Infectious materials include semen, vaginal secretions, cerebrospinal fluid, synovia fluid, pleural fluid, pericardial fluid, amniotic fluid, saliva, body fluid visibly contaminated with blood and all body fluids in situations where it is difficult or impossible to differentiate between body fluids. They also include any unfixed tissue or organs other than intact skin from a human (living of dead) and human immunodeficiency virus (HIV) containing cells or tissue cultures, organ cultures and HIV or Hepatitis B (HBV) containing culture medium or other solutions as well as blood, organs, or other tissues from experimental animals infected with HIV or HBV. New diseases and viruses are being discovered every day. Make yourself aware of other deadly viruses, which can be transmitted through blood: Avian Flu (H5N1), Hepatitis C (HCV), SARS.
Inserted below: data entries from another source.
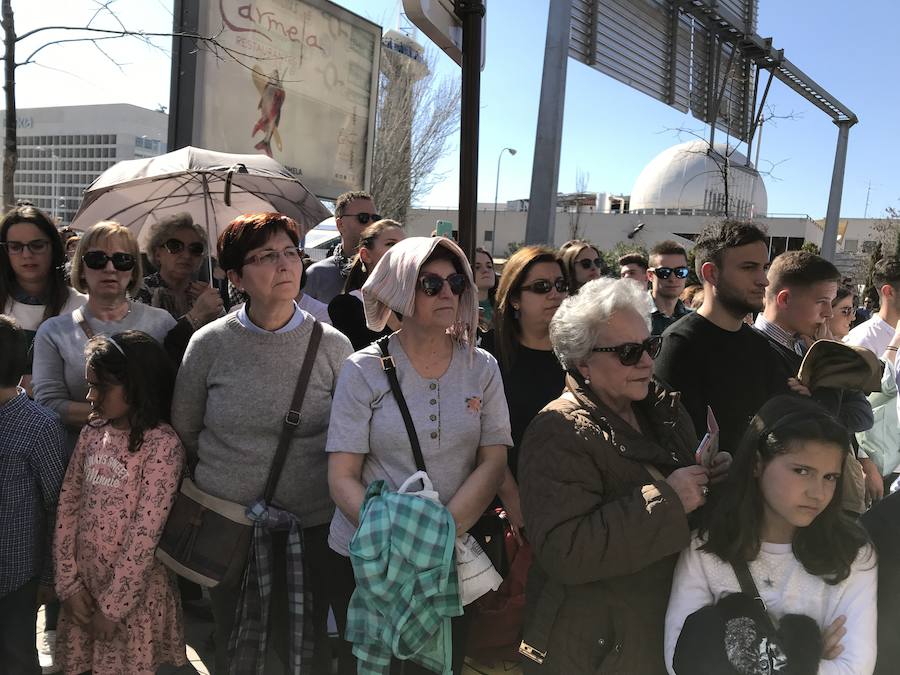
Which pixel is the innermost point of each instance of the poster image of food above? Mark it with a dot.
(293, 79)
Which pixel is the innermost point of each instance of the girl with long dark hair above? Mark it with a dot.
(778, 514)
(120, 607)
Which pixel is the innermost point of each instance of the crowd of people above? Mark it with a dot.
(702, 472)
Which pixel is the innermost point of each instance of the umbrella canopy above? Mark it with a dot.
(214, 187)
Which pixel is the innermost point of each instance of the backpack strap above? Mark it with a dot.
(292, 419)
(390, 369)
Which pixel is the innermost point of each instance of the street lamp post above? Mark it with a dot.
(512, 151)
(54, 177)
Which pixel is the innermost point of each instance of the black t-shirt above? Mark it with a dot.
(732, 371)
(535, 379)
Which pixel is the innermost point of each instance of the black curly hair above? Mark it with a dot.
(139, 363)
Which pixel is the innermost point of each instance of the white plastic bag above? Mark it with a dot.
(476, 573)
(474, 569)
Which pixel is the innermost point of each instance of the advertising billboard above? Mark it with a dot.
(294, 79)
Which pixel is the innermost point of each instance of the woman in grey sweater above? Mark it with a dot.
(106, 266)
(453, 390)
(233, 390)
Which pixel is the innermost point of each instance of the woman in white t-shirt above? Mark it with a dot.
(778, 513)
(33, 284)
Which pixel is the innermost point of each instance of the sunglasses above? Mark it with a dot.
(542, 286)
(666, 272)
(587, 263)
(431, 284)
(363, 218)
(96, 260)
(35, 246)
(630, 353)
(176, 246)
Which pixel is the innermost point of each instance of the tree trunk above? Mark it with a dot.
(10, 152)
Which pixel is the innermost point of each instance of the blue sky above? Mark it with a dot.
(610, 131)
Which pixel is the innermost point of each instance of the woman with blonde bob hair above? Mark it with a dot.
(107, 267)
(453, 390)
(607, 478)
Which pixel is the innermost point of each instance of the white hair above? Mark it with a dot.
(166, 228)
(577, 324)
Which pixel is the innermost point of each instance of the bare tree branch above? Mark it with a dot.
(416, 116)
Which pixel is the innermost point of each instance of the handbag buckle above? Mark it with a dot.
(532, 653)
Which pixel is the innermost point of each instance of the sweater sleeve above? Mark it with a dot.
(48, 466)
(49, 371)
(68, 583)
(158, 485)
(856, 599)
(583, 537)
(690, 592)
(351, 412)
(189, 399)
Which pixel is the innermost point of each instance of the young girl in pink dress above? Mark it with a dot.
(120, 609)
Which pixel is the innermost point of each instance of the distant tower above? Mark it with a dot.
(402, 66)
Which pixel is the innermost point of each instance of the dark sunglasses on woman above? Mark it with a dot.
(35, 246)
(630, 352)
(363, 218)
(431, 284)
(96, 260)
(542, 286)
(587, 263)
(666, 272)
(176, 246)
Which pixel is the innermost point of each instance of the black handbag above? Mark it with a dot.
(206, 539)
(737, 636)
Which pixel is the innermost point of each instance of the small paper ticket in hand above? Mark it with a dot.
(709, 446)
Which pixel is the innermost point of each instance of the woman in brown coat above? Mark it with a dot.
(607, 480)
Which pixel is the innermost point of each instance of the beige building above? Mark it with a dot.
(63, 149)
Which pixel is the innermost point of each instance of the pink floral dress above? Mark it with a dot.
(112, 509)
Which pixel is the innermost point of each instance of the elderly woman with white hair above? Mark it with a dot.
(607, 479)
(177, 248)
(453, 390)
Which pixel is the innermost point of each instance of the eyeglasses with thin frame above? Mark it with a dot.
(588, 263)
(35, 246)
(270, 258)
(665, 272)
(176, 246)
(96, 260)
(544, 286)
(630, 353)
(431, 284)
(363, 218)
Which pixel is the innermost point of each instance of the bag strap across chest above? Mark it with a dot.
(292, 418)
(390, 369)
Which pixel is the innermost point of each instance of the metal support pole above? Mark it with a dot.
(471, 13)
(541, 224)
(829, 238)
(496, 193)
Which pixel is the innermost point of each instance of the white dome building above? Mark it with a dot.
(688, 179)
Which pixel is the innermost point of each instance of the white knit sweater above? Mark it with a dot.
(702, 579)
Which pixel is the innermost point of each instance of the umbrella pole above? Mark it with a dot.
(206, 204)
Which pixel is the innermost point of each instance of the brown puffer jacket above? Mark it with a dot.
(605, 534)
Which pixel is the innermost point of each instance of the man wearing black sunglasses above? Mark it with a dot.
(353, 212)
(711, 356)
(667, 274)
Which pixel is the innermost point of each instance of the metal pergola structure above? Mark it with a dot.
(723, 27)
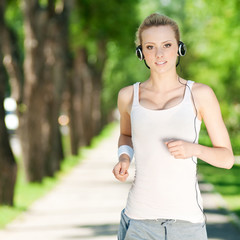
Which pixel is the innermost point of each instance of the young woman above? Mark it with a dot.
(160, 120)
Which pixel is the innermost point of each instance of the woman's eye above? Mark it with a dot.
(168, 45)
(149, 47)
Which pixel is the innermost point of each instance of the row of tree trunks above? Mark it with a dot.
(45, 67)
(7, 161)
(85, 97)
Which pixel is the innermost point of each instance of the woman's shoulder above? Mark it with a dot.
(125, 96)
(204, 97)
(202, 90)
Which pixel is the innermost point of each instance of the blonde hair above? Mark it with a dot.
(155, 20)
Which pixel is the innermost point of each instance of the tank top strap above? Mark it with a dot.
(136, 93)
(188, 93)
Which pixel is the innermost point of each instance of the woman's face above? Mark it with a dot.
(160, 48)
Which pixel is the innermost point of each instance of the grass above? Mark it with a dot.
(226, 182)
(27, 193)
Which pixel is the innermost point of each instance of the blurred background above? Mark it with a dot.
(62, 63)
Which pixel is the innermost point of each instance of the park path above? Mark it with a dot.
(86, 204)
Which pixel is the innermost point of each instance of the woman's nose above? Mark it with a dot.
(159, 52)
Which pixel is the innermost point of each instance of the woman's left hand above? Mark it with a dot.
(180, 149)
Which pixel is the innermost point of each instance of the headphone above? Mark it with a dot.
(182, 50)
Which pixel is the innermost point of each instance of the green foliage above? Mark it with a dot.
(226, 182)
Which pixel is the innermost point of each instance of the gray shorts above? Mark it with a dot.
(161, 229)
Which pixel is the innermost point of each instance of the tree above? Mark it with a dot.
(45, 67)
(94, 24)
(7, 161)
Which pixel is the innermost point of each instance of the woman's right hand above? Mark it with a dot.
(120, 170)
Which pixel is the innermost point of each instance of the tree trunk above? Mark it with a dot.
(85, 102)
(44, 68)
(8, 170)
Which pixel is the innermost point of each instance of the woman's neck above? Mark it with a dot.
(162, 82)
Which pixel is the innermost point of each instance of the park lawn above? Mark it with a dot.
(225, 181)
(27, 193)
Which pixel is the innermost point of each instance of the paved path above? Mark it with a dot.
(86, 205)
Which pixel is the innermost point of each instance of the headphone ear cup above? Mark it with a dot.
(139, 53)
(182, 50)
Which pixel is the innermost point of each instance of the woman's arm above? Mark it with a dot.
(120, 170)
(220, 155)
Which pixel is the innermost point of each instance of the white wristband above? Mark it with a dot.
(125, 149)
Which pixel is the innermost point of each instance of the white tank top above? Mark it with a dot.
(164, 187)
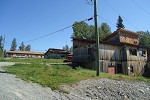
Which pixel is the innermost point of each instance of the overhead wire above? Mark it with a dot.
(141, 7)
(117, 12)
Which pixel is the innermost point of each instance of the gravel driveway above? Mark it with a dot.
(12, 88)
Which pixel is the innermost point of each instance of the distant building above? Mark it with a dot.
(56, 54)
(120, 50)
(24, 54)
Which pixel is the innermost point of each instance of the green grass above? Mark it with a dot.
(50, 76)
(32, 60)
(54, 76)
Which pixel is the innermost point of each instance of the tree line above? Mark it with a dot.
(85, 31)
(22, 47)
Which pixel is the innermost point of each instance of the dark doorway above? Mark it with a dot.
(119, 68)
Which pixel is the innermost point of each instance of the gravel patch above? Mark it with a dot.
(12, 88)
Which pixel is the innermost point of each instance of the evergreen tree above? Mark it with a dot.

Universal precautions are methods of protecting yourself from bloodborne pathogens. Universal precautions assume all body fluids are infected with bloodborne pathogens. Universal precautions include:
- Personal Protective Equipment (PPE) – to be used at all times to prevent skin or mucous membrane contact with bodily fluids. Always inspect PPE for cracks, holes or other damage. Never use damaged PPE. PPE examples include lab coats, gloves, eye goggles, face shields, etc.
- Wash hands or other skin surfaces thoroughly and immediately if contaminated.
When using sharp items (scalpels, needles, pipettes, etc.) that may be potentially contaminated, a puncture resistant container must be used for storage and disposal after use.